Had I done that from the beginning, I would/could have prevented myself from becoming obsessed/possessed within relationship patterns that I existed as in my mind/consciousness and projected outwards and defined myself and my experience by…

So I faced regret.
And I am working through it, realizing obviously that self-forgiveness is the only solution, the only way forward; but that alone is not enough, because I must live the correction/change/transformation of that which I have forgiven, and also within that: embrace it as myself (realizing I had become that) and let it go – amalgamate – so that only I remain and I move forward in self-respect and dignity as life.

I realize it’s gonna take many small steps. This humbles me greatly, though I will not wallow in an idea of humbleness, but rather humbly return to the basics, to myself, to me here within and as breath/breathing, within the realization and decision that I am doing this for me, thus I give me to me, I give myself the value, give myself life, in valuing and honoring my decision through living it, and within that: valuing and honoring myself as Life, as Living.

I know this all may sound a bit ‘dramatic’ and I suppose that it because the point of relationships defined much of ‘me’ and my life. Relationships has always been an issue in my life – generally that is, relating to other people, and defining myself through the eyes of others; 

and this is a point I am taking on more consciously now in terms of being present with myself when I am alone, and being present in self-awareness when I meet people wherein I direct/move myself gently yet with determination to free myself from this resonant self-imprisonment wherein I hold judgment against myself and consequently judgment towards others; wherein I am trapped in a state of trying to fulfill something, an idea, a feeling, a desire or hope or need for validation/acceptance and thus at the same time per implication accepting ‘me here’ as ‘inferior’, ‘inadequate’ and ‘unworthy’, denying myself self-acceptance and self-worth, thus existing without self-respect, without honor.
I commit myself to assist and support myself in the living words Honor and Self-Respect, by making my decision to stop all judgment and separation and set myself free – thus to honor and respect myself – and by honoring my decision in every moment, I honor myself and show myself the respect I am worth as life, as living.

Thus I commit myself to in my relationships, in every moment of participation: slow down, be here, hear, and express, participate from a starting-point of self-respect and common sense, common interest as life, allowing myself to be ‘free’ of polarity (superiority/inferiority), to be open and direct, to be expressive, to be alive, to live and express.
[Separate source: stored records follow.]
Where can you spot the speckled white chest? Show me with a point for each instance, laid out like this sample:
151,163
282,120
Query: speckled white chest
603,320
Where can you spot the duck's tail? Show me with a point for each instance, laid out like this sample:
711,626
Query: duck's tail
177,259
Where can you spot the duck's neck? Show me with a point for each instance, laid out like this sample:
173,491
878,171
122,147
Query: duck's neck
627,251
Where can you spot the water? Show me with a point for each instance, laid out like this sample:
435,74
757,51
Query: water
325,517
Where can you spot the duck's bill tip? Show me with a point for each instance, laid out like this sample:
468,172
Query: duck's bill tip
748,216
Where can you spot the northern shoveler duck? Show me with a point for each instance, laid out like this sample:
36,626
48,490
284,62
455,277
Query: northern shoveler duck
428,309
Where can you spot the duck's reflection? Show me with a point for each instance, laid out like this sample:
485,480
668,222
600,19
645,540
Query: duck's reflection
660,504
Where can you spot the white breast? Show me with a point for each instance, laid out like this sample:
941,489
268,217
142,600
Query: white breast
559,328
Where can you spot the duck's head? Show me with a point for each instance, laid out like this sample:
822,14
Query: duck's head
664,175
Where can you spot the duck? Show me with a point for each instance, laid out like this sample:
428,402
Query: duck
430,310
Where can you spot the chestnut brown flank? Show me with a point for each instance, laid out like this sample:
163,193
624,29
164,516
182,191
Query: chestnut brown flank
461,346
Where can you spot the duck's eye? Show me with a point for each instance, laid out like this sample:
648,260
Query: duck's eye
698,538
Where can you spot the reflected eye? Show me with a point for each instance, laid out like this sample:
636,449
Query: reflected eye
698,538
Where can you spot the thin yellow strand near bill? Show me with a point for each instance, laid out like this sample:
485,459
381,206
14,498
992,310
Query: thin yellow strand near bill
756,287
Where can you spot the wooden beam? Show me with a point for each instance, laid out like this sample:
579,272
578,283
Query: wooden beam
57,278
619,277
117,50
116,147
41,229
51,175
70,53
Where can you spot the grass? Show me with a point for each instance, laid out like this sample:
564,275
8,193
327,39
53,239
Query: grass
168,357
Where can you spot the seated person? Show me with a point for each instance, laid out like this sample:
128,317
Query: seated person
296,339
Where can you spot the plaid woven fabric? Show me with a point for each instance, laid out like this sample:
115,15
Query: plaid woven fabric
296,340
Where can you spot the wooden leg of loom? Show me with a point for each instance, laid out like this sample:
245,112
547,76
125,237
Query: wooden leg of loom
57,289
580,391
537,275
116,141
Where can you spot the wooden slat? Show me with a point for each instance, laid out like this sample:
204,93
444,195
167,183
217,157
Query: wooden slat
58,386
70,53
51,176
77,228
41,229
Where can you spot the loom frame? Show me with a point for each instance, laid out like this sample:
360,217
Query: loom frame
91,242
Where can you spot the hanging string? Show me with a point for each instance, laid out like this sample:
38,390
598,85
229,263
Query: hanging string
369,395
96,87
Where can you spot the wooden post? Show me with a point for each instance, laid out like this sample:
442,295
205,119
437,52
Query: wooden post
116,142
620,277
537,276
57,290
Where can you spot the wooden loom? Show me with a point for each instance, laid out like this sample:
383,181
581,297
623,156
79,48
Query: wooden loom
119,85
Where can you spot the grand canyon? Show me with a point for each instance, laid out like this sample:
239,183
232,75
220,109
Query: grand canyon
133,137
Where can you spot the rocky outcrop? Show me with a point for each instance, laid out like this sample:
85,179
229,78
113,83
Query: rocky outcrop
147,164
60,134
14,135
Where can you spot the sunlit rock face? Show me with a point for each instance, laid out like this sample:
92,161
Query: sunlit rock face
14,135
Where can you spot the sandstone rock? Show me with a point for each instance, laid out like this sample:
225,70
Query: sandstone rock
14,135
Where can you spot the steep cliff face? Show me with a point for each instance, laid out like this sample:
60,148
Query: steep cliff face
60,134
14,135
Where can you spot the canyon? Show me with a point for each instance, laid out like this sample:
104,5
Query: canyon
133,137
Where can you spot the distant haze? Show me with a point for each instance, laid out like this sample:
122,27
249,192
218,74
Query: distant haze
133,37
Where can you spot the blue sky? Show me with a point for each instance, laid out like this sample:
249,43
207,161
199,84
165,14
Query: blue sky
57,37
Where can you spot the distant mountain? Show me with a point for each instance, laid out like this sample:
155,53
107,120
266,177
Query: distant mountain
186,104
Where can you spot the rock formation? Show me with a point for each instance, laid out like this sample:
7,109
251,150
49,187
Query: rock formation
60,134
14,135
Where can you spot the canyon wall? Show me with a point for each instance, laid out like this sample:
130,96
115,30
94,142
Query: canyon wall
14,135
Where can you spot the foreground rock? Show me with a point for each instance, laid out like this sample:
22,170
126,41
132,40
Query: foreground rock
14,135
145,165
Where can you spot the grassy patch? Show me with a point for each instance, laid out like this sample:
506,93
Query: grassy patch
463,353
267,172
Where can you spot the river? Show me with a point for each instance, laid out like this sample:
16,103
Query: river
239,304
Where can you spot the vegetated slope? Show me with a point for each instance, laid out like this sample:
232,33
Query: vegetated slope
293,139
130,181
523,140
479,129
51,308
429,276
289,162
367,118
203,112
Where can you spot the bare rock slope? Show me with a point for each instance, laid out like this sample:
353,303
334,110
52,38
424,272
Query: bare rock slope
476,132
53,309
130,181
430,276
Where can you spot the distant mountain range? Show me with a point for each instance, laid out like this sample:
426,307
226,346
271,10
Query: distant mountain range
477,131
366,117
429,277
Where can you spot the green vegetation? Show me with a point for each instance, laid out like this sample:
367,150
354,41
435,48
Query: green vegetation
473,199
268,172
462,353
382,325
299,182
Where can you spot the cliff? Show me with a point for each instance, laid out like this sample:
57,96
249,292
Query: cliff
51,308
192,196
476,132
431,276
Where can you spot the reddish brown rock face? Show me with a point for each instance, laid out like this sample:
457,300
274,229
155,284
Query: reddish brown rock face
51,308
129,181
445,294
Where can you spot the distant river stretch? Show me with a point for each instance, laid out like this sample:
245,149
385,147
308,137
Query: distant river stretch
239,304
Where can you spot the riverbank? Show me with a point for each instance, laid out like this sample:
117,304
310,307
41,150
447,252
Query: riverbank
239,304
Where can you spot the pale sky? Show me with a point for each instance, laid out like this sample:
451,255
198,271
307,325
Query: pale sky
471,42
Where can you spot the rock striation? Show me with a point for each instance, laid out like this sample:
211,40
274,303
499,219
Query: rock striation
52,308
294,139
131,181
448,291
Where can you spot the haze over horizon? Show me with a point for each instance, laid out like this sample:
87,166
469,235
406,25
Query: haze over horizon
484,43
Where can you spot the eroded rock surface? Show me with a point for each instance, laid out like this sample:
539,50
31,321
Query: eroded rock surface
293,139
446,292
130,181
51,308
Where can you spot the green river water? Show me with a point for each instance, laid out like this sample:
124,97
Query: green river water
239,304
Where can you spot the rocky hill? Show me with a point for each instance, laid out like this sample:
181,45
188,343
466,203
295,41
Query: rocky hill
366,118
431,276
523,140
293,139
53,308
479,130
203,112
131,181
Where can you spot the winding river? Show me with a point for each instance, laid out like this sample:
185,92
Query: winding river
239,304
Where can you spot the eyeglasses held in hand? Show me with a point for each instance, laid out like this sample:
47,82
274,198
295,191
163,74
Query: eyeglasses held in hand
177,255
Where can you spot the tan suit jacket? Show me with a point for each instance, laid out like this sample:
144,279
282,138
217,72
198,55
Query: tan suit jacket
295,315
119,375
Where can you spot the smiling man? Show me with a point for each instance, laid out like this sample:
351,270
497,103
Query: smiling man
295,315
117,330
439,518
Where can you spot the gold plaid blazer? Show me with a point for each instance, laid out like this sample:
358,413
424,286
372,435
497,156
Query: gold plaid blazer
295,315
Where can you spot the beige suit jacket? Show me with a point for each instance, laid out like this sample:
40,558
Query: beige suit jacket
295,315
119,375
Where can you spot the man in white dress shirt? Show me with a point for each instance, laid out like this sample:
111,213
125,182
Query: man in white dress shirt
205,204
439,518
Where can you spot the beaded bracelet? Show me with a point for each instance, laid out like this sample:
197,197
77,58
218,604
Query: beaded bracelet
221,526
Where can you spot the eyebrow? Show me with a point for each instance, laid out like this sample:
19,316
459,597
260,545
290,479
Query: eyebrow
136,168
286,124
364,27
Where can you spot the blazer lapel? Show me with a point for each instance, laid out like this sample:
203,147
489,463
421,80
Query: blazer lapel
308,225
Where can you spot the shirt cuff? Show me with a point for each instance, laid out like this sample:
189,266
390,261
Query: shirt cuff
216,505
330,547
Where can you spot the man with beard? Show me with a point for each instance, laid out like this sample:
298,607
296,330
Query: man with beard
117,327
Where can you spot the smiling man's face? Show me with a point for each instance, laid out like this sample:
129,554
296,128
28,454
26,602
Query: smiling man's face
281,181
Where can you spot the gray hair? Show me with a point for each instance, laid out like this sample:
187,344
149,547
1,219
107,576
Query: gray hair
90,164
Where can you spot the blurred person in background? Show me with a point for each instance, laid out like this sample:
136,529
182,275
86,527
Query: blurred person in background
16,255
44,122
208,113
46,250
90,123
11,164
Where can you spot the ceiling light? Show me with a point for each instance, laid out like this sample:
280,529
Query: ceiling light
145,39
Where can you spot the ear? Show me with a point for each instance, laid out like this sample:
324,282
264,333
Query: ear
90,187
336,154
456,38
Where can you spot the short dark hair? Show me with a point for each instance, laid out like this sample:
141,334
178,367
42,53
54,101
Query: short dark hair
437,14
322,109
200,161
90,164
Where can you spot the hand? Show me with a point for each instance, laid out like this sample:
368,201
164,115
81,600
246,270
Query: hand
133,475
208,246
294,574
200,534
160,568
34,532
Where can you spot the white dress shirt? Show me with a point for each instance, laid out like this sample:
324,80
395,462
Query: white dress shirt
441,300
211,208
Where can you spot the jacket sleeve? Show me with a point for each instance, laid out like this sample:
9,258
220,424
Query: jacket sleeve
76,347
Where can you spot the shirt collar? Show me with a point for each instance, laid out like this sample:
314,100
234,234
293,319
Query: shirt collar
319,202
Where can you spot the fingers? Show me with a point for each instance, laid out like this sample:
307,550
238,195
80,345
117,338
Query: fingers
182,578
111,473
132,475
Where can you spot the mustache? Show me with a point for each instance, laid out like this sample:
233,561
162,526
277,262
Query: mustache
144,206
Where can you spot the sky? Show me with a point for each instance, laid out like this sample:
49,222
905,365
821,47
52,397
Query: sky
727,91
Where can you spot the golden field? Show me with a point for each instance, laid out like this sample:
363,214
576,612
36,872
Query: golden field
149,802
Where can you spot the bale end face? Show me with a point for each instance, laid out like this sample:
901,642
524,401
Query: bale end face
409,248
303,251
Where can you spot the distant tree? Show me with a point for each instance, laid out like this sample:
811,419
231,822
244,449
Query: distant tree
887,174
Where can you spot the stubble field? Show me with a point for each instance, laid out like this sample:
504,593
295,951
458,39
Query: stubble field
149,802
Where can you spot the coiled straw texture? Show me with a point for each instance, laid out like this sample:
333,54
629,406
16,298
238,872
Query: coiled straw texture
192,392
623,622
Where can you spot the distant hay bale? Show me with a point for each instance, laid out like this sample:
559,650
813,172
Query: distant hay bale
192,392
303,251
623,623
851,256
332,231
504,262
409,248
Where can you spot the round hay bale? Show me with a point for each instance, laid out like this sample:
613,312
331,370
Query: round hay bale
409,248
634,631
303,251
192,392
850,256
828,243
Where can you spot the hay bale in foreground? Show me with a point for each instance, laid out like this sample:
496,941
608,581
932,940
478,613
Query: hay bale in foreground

I commit myself to stop perceiving and projecting inequality within relationships, as I realize that even though inequality is the root of the problem, we cannot change anything by focusing on the problem; rather it is to understand How inequality functions and exists within and as ‘who I am’ and thus transform/align who I am from a starting-point of equality, of self-support – thus also focusing on living the solution, living the realization of life in equality as oneness, step by step, breathe by breath.